Uma busca sistemática no site da CONITEC realizada pelos autores revelou a publicação de vários alertas, relatórios e seções em relatórios de recomendação de medicamentos estudados durante a condução da pesquisa. Esses esforços demonstram o compromisso do Brasil em aprofundar a pesquisa e melhorar o tratamento e o cuidado para aqueles que sofrem de doenças raras.

Achados na fase perilançamento

Em 2017, o Brasil padronizou o registro sanitário de medicamentos para doenças raras, demonstrando um compromisso renovado com essa parcela da população. Desde então, 37 medicamentos para doenças raras foram identificados em várias categorias regulatórias.

No entanto, apesar dos avanços, ainda não foram identificados critérios específicos ou validados para doenças raras em Avaliações de Tecnologias em Saúde (ATS). A REBRATS tem promovido discussões e workshops sobre o tema, e em outubro de 2020, a CONITEC lançou uma área em seu site dedicada à participação pública e dos pacientes, chamada “Perspectiva do Paciente”, onde pacientes e cuidadores podem compartilhar suas experiências.

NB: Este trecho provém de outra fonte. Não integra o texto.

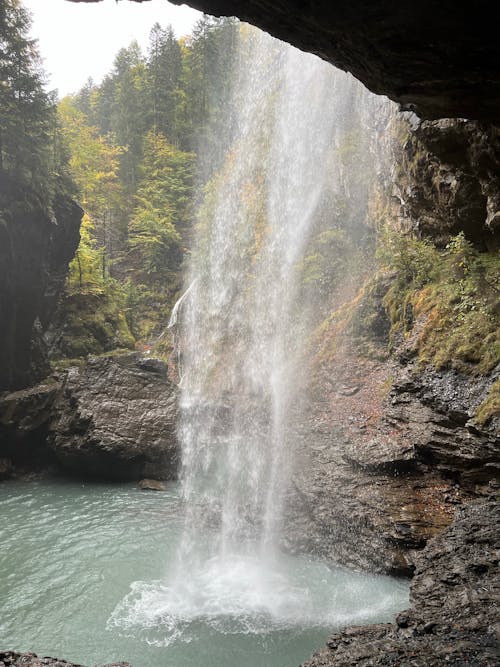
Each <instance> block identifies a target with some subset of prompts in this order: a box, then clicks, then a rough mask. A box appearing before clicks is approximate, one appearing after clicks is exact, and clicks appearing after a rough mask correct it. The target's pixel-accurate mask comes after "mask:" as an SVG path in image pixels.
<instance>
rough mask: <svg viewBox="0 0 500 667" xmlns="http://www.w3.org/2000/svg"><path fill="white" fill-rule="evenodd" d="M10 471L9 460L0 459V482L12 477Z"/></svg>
mask: <svg viewBox="0 0 500 667" xmlns="http://www.w3.org/2000/svg"><path fill="white" fill-rule="evenodd" d="M12 470H13V468H12V461H11V460H10V459H0V480H3V479H8V478H9V477H10V476H11V475H12Z"/></svg>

Além disso, em 2018, o Brasil começou a exigir o acompanhamento de pacientes em centros de referência para coletar evidências de eficácia clínica em situações do mundo real para alguns medicamentos para doenças raras.

Uma abordagem inovadora de financiamento foi tentada em 2019, quando o Ministério da Saúde decidiu incorporar o nusinersena para atrofia muscular espinhal através de um acordo de compartilhamento de risco. No entanto, esse acordo não teve sucesso devido à falta de regulamentações detalhadas. Atualmente, um projeto de lei relacionado ao custo e fornecimento de medicamentos para doenças raras ou negligenciadas está em andamento na Câmara dos Deputados.

Para obter as 32 recomendações de incorporação ao SUS pela CONITEC, o tempo decorrido para alcançar um resultado foi de 233 dias (mediana; n = 32; tempo mínimo = 49 dias; máximo tempo = 607 dias). No Brasil, a legislação estabelece prazo de 180 dias (podendo ser prorrogado por 90 dias) para conclusão do processo de avaliação de tecnologias em saúde no SUS.

Achados na fase pós-lançamento

A CONITEC tem trabalhado ativamente para envolver o público e os pacientes na elaboração de protocolos clinicos e diretrizes terapêuticas (PCDT) para doenças raras. Durante o período de estudo, 31 desses PCDT foram atualizados e 16 novos foram implementados. No entanto, o tempo entre a decisão de incorporar um medicamento e a publicação do PCDT muitas vezes excedeu o período estabelecido por lei.

A maioria dos medicamentos incorporados para doenças raras é financiada pelo Ministério da Saúde, mas o período necessário para o acordo financeiro também frequentemente não cumpre a legislação.

Em 2020, houve uma mudança significativa na estratégia do Componente Especializado da Assistência Farmacêutica (CEAF), ampliando o prazo de validade do relatório para a solicitação, avaliação e autorização de medicamentos.

Além disso, devido à emergência da Covid-19, foram adotados critérios especiais para a implementação da estratégia CEAF, incluindo a renovação de documentação e antecipação de dispensação. Pacientes com doença de Gaucher, por exemplo, começaram a receber infusões de medicamentos em casa.

No cenário legislativo, as demandas sociais relacionadas a doenças raras têm sido discutidas tanto na Câmara dos Deputados quanto no Senado, abordando tópicos como pesquisa científica, incorporação de tecnologias pelo SUS e defesa dos direitos e inclusão social.